Continue working around until you reach the bag depth you prefer, then begin making your handles/strap(s). Some people create their handles seperately and sew them on with more plarn. I usually start it on the bag itself so that I'm only crocheting on one side of the handle. (I actually think this leads to more stretching, though, so I prefer to make the handle separately now.) I make my handle about 8 stitches across, which comes out to be about 1.5-2 inches wide. You can make one or two handles/straps.
Here is the end of the bag and the beginning of the strap: I simply stopped, ch 2, turn and crocheted 8, ch 2, turn, crochet 8, etc:
Here is the end of the strap "sewn" into the other side with more plarn.
Viola! A new bag crocheted from plastic bags! This size is perfect for going to the beach or park.
Keep one thing in mind when making your bag: The plastic will stretch with anything too heavy in it, so making a bag that is very big then filling it with groceries may have you dragging it across the parking lot. If you're making grocery bags, make them smaller and crochet two handles for support.

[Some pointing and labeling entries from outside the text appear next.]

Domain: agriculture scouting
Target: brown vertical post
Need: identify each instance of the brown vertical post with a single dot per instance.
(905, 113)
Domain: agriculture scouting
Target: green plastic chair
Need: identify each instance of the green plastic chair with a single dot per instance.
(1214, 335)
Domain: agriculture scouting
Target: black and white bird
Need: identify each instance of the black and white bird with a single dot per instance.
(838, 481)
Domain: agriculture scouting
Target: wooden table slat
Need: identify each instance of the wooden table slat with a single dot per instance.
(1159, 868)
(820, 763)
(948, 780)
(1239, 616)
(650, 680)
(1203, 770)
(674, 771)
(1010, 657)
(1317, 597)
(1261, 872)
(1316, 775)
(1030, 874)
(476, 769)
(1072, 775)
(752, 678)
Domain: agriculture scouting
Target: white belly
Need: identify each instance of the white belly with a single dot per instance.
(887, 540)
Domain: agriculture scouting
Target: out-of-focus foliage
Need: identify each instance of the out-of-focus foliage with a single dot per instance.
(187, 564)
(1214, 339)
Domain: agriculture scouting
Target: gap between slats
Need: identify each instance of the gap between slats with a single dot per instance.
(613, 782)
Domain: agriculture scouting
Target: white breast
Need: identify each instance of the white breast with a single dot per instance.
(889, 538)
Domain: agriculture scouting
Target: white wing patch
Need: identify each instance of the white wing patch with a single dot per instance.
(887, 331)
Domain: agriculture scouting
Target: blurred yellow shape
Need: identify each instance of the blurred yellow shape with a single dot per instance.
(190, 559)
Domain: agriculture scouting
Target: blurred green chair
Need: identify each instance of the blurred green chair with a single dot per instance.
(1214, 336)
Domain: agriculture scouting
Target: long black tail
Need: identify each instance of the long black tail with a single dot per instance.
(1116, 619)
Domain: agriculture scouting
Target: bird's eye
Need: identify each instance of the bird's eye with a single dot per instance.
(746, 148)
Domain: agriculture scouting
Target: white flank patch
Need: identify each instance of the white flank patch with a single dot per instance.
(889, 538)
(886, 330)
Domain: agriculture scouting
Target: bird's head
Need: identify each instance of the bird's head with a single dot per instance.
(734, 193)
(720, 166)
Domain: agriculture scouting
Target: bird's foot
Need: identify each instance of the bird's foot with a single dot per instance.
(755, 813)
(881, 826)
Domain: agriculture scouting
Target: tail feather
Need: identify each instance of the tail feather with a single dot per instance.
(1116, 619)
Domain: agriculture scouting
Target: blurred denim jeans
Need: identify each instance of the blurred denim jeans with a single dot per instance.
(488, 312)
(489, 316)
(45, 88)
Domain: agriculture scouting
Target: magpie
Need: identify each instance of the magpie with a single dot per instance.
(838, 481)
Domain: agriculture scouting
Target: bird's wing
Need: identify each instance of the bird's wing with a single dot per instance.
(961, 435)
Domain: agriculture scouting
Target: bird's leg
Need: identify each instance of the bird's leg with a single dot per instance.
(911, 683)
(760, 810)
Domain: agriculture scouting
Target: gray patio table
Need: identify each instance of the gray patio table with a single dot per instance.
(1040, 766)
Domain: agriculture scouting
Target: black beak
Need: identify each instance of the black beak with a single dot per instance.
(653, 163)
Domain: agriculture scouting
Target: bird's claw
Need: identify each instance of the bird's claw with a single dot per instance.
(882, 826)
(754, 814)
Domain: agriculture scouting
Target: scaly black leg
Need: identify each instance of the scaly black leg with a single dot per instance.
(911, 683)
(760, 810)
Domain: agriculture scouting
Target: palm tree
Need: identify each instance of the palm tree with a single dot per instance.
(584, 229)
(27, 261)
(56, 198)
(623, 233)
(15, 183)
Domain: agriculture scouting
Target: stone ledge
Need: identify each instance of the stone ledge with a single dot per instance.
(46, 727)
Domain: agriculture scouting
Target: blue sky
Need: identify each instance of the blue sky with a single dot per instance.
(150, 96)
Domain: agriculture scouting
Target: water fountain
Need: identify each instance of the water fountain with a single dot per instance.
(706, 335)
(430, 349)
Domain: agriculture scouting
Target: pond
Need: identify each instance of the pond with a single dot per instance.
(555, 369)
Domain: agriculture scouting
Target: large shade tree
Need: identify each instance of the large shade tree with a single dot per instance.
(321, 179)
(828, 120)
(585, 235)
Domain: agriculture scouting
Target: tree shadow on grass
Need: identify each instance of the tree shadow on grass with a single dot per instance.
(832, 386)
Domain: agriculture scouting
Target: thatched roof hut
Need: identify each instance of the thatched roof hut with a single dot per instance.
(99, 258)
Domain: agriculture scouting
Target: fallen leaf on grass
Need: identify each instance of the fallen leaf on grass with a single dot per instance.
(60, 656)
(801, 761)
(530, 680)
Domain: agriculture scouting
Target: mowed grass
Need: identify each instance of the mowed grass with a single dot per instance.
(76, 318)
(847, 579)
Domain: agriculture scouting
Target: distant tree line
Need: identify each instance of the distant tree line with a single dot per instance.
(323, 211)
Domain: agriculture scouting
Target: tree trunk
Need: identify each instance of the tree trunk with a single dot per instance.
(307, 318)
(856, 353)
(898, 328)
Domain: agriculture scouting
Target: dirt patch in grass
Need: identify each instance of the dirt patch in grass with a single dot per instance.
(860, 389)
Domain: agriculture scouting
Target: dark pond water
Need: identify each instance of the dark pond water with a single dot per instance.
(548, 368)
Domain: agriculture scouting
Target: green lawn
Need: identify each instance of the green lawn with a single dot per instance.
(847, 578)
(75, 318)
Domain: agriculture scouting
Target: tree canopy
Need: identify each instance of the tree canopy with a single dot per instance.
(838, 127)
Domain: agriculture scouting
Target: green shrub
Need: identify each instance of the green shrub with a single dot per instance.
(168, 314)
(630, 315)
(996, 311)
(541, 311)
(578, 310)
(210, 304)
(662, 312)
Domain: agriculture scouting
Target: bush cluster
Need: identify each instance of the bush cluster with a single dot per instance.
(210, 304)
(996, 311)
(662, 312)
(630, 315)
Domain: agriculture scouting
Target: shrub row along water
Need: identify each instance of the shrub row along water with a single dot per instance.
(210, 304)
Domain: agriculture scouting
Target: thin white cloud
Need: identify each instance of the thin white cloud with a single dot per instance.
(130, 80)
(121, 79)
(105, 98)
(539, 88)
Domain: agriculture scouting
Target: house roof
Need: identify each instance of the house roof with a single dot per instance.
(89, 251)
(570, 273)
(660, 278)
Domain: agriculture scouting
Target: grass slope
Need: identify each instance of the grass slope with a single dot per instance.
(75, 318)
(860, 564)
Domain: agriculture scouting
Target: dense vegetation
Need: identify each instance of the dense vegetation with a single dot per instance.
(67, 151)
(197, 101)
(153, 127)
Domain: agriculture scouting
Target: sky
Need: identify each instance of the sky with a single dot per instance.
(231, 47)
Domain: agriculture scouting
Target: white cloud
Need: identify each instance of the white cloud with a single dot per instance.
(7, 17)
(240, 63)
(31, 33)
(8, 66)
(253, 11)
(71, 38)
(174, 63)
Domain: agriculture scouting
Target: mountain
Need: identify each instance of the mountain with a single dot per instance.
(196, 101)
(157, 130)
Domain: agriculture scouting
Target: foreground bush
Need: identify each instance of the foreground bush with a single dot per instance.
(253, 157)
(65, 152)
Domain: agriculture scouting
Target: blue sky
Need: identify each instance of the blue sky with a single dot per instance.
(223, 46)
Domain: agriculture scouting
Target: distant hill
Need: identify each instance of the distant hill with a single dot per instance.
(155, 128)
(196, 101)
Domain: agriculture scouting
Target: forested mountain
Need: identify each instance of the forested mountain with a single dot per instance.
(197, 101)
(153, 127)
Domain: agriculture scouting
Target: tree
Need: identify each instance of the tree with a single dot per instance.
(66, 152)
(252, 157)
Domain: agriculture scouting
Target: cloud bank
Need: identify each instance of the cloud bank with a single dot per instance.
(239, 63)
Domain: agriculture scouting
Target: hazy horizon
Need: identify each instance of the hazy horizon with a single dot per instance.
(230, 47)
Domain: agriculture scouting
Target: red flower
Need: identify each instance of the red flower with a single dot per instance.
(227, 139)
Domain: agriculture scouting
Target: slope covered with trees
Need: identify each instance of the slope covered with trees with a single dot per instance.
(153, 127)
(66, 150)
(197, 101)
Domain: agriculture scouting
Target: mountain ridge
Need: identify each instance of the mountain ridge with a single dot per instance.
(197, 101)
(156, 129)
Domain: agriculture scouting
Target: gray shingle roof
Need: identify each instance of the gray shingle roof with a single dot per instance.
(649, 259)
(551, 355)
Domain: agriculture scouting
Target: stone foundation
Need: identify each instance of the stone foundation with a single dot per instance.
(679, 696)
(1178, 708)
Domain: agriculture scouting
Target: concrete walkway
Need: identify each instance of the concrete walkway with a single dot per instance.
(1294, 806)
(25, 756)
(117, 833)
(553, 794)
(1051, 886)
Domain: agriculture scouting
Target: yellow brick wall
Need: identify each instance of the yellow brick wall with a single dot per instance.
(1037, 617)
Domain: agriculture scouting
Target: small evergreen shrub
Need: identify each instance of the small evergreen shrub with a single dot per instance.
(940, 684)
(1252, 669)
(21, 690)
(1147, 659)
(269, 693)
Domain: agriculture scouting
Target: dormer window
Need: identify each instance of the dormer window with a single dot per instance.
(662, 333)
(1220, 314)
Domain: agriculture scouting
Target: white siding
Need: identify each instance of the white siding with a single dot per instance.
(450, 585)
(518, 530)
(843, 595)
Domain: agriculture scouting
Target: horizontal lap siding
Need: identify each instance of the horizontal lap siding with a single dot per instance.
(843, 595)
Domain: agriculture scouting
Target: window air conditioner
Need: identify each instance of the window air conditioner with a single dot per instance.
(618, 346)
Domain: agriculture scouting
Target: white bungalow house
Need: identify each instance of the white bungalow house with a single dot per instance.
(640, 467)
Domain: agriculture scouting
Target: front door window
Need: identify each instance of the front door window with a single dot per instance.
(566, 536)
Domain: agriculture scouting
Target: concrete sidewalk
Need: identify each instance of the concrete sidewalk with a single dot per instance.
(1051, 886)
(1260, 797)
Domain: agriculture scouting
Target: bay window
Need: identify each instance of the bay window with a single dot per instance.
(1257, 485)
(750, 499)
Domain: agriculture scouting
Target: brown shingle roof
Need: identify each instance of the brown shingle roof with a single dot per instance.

I hope these directions are clear enough. Feel free to ask me any questions you have about the technique. The options are boundless, so this is only one way of creating one type of bag. I'm currently working on a yoga bag made only from solid yellow bags...not such a "bright" idea; solid yellow is hard to come by. But I may have it done by next year! (Update: Finished that bad boy! I get mad compliments on it!)